Donc Jean et Odette se sont mariés bien tranquillement. Bien tranquillement, est-ce possible ? Oui… parce que, évidemment, Rouletabille avait tout prévu et qu’il avait attaché Andréa à Callista ; car, dans l’ombre d’un pilier, cependant que défilait le jeune cortège fleuri, il y avait là quelqu’un ou plutôt quelqu’une qui, pas plus que beaucoup d’autres de cette foule curieuse n’avait été invitée… Reconnaissez le profil fatal de Callista, ses yeux de colère, sa bouche frémissante, ses dents de louve… Quelque chose brille dans sa petite main nerveuse de cigaine… Ce n’est point la première fois que l’éclair d’un couteau, dans cette main-là, a menacé Odette… Mais encore une fois l’éclair s’est éteint. La patte terrible d’Andréa a serré son anneau autour de ce poignet fragile et l’homme de la route a emmené sa prisonnière — pour toujours !…
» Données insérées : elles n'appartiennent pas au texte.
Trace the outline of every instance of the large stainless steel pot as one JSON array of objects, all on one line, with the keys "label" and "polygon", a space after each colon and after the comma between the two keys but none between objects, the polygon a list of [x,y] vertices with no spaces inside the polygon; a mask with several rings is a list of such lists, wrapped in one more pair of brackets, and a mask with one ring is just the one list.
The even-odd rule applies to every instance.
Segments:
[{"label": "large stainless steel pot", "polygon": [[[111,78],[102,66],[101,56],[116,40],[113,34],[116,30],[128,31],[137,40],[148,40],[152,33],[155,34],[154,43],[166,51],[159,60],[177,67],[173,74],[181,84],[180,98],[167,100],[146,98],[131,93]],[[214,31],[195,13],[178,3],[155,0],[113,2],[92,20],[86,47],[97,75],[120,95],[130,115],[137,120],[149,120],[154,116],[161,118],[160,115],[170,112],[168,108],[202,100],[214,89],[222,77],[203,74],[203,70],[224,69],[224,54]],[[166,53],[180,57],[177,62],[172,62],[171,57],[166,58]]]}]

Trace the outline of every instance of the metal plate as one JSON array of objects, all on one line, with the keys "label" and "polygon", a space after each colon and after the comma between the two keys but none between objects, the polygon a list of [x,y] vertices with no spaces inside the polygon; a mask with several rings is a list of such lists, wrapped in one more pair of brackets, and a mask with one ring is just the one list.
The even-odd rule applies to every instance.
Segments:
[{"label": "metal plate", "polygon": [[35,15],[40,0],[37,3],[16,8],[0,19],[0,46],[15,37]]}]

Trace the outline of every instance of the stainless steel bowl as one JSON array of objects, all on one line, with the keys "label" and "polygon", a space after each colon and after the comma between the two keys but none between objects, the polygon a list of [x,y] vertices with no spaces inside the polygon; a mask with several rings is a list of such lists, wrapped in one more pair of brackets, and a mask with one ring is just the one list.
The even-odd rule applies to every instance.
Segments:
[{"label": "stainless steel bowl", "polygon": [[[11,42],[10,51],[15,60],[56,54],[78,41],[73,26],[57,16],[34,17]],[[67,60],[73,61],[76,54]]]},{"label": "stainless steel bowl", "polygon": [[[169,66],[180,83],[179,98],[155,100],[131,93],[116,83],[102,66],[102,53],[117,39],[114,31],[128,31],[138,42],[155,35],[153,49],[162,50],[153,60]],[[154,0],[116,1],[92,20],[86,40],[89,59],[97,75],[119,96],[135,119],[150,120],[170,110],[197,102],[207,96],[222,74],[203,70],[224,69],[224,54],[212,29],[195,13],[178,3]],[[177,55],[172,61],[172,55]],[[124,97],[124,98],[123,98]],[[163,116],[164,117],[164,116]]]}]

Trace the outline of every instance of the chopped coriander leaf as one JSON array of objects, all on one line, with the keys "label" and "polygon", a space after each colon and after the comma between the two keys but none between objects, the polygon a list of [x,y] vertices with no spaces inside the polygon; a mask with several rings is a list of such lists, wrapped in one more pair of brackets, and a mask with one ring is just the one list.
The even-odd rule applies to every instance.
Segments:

Pour toujours !… Elle le sait bien… Elle ne résiste même plus !… Tout est à jamais fini entre elle et l’Occident !… Il l’a rejetée au pied de la roulotte… Elle s’est laissée frapper avec une stupeur heureuse !… Que n’a-t-il pas été plus brutal plus tôt !… Pour toujours elle s’est laissé revêtir sans protestation de ces loques bohémiennes qu’elle n’aurait jamais dû quitter !… Son aventure était fille de l’orgueil plus que de l’amour !… Elle s’était trompée sur elle-même !… Comment aurait-elle été comprise d’un roumi !… Oh ! lassitude ! doux épuisement de la lutte ! Enchantement de la défaite !… Il y a là, près d’elle, des bras frémissants qui l’attendent… et qu’elle a toujours repoussés, parce qu’elle a voulu être une dame de la ville !… Ridicule ! Ridicule !… Elle a été une dame de la ville et elle s’enfermait dans son boudoir pour se chanter à elle-même sur une guitare de bazar ses vieilles chansons de la route… ou pour revoir en silence les campements du soir, à l’orée des forêts, quand elle s’endormait en caressant le museau de Chucho, l’ancêtre de tous les chiens de la tribu, dont elle peignait tous les matins avec tant de soin la barbe blanche !… Eh bien ! Chucho n’était pas mort, car il savait bien, lui, qu’elle reviendrait !… Et il y avait toujours, suspendue au fond de la roulotte, l’antique guzla dont les chants avaient accompagné ses premiers pas… Andréa décrocha le vénérable instrument et les cordes commencèrent à frémir sous ses doigts d’un rythme millénaire…

Il était venu s’asseoir auprès d’elle… Alors elle pleura des larmes de soumission… et d’acceptation…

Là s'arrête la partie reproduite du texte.